Leonard Garcia vs. Nam Phan: For about the first twenty seconds, Garcia seemed to be focused and tight with his stand-up. Then Phan blasted him, unloaded a flurry against the cage and sent him to the canvas twice, and all technique went out the window. Mixing body shots with rapid-fire short punches, the TUF veteran landed repeatedly throughout the first and second round, while Garcia swung for the fences and missed more often than not. However, somewhere in between Rounds 2 and 3 Garcia found his motivation, and he came out in the third throwing everything with such intensity that he began to overwhelm Phan. Twice Garcia nailed Phan and wobbled him, and when he tired (and boy did he tire), Phan recovered and began firing back.
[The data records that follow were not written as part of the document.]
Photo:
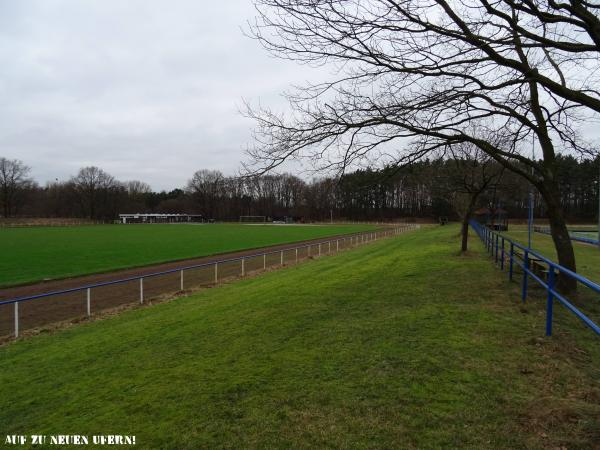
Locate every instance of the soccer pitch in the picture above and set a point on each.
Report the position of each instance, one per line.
(35, 254)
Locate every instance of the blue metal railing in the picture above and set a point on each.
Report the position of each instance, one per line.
(352, 239)
(574, 237)
(496, 244)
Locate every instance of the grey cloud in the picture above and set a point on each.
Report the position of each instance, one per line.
(144, 89)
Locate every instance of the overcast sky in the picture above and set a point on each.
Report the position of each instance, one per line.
(145, 89)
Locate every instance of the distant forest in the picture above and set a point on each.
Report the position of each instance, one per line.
(419, 190)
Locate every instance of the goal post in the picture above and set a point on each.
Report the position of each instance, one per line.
(253, 219)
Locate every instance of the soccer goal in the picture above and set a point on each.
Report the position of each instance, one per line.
(253, 219)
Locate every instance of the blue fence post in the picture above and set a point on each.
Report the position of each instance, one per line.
(550, 301)
(510, 261)
(497, 239)
(525, 272)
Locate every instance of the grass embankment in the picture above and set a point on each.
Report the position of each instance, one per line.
(34, 254)
(398, 344)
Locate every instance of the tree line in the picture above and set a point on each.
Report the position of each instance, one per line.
(424, 189)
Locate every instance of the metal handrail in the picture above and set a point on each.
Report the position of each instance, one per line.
(495, 243)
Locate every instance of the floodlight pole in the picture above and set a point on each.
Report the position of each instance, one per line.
(530, 212)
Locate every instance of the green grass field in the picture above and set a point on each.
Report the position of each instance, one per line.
(34, 254)
(399, 344)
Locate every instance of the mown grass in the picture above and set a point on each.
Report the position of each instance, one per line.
(399, 344)
(34, 254)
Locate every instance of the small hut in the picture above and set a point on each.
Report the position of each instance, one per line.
(496, 219)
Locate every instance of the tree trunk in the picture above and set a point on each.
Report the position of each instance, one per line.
(560, 236)
(465, 233)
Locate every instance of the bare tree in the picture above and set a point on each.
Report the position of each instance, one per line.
(468, 174)
(206, 186)
(92, 186)
(136, 188)
(13, 179)
(440, 73)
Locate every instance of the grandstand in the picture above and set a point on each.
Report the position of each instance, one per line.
(160, 218)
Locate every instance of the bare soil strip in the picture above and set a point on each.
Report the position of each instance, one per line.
(73, 306)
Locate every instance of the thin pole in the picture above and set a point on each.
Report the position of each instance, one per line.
(530, 215)
(16, 319)
(141, 290)
(89, 302)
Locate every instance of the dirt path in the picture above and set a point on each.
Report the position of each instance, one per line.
(73, 306)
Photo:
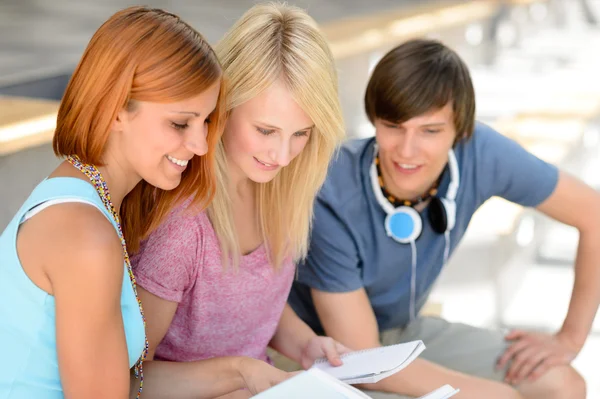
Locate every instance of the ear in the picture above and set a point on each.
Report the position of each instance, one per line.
(121, 121)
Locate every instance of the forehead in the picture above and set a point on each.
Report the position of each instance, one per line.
(276, 106)
(444, 115)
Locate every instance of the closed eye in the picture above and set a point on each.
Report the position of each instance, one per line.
(302, 133)
(179, 126)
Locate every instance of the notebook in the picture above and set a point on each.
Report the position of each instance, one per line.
(444, 392)
(312, 384)
(316, 384)
(372, 365)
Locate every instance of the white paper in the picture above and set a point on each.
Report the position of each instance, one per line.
(373, 365)
(312, 384)
(444, 392)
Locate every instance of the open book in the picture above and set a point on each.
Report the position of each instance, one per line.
(444, 392)
(372, 365)
(316, 384)
(312, 384)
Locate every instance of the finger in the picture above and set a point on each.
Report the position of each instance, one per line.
(531, 360)
(544, 366)
(511, 352)
(342, 350)
(518, 361)
(331, 353)
(515, 334)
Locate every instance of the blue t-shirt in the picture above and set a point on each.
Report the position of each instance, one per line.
(350, 249)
The round ended with both winging bolos and the crowd ecstatic at the display. The judges got it right this time around and gave the unanimous decision to Phan, but after such a thrilling performance, it’s hard to label Garcia as the loser.
Chael Sonnen vs. Brian Stann: There’s imposing your will, and there’s what Sonnen did to Stann in the first round of their middleweight clash. Pressing the ex-Marine against the cage early on then taking him down, Sonnen controlled Stann like few have, threatening with chokes when he was glued to his back, and battering him with fists, forearms and elbows from side-control and mount. Stann faired no better in Round 2. In fact, when Sonnen effortlessly slammed him to the canvas, slid into side-control and judiciously applied an arm-triangle choke, things got much, much worse. Stann tapped out at 3:51 of the round, and in his post-fight interview he issued the mother of all challenges to champ Anderson Silva, promising to leave the UFC if he loses to the Brazilian again.
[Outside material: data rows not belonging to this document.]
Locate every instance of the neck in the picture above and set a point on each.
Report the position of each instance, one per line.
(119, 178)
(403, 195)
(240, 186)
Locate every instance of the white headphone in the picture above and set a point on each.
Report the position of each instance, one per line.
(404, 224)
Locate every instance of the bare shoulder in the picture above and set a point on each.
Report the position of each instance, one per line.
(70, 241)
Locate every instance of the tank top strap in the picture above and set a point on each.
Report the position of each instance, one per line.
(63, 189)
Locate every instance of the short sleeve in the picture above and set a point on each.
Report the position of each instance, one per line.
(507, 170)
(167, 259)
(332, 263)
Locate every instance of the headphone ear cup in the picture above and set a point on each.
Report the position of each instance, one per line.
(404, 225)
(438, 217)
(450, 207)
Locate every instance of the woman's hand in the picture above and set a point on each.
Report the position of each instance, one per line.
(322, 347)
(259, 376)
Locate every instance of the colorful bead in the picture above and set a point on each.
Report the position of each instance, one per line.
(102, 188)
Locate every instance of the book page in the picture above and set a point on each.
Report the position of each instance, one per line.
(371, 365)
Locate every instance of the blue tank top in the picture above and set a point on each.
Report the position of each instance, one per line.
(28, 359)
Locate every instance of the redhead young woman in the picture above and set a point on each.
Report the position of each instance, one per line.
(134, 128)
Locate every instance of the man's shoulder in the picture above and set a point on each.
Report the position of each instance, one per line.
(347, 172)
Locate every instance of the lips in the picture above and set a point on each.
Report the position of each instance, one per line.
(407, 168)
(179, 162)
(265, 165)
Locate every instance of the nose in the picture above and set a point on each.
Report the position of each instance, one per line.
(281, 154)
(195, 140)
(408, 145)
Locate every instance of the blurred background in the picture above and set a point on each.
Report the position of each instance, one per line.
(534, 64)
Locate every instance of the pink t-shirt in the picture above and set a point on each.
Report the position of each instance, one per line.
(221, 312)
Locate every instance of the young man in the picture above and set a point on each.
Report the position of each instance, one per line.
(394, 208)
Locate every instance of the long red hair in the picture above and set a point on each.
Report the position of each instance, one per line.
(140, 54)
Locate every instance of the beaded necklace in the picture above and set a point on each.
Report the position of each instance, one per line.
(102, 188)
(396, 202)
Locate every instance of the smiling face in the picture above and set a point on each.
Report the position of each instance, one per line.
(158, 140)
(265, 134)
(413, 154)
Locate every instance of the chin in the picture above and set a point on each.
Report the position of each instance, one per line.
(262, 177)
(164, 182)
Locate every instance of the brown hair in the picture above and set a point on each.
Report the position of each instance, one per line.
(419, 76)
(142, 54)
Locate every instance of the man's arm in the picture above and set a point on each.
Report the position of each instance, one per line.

Jose Aldo vs. Kenny Florian: Despite sharing a weight class, it was obvious that Florian’s size advantage over champ Aldo was going to be a factor. Case in point: the first round of their championship scrap, which saw Florian muscling the Brazilian into the cage and threatening with takedowns that would’ve for sure made Aldo’s life miserable if they had panned out. But Florian began to tire in Round 2, and that, coupled with Aldo’s ability to find his range and land leg-kicks and combinations, had the American getting out-pointed on the feet. The third had Florian flubbing a takedown and Aldo finding mount, although Florian did a great job of wiggling out of danger. Both men slowed a bit in Round 4 – Aldo’s exhaustion as much a product of Florian pressing him against the cage as the duration of the fight – and Round 5 had the champ again taking mount after Florian slipped to the floor. When time ran out the judges awarded Aldo the unanimous decision victory by virtue of four rounds to one.
Frankie Edgar vs. Gray Maynard: Just as before, Maynard managed to put his hands on Edgar with such violence, it was unclear if the champ was going to make it out of the first round. Blasting Edgar with an uppercut that stunned him, then a right hand, then a knee, the “Bully” lived up to his moniker, and left Edgar with a bloodied nose at the bell. True to form though was Edgar, who came out refreshed in Round 2 and bit by bit began to out-box his foe. That momentum continued into the third, Edgar adding chopping leg-kicks to the assault as the challenger started to huff and puff. He grew even sharper and Maynard grew even sloppier in the fourth, and late in the round came the ending sequence: Edgar dazed Maynard with an uppercut coming off the clinch, and when the Bully stumbled, Edgar continued the onslaught, plastering Maynard repeatedly until Maynard was face-first on the canvas. The referee jumped in and ended it at 3:54 of the frame, and Edgar retained his belt in convincing fashion.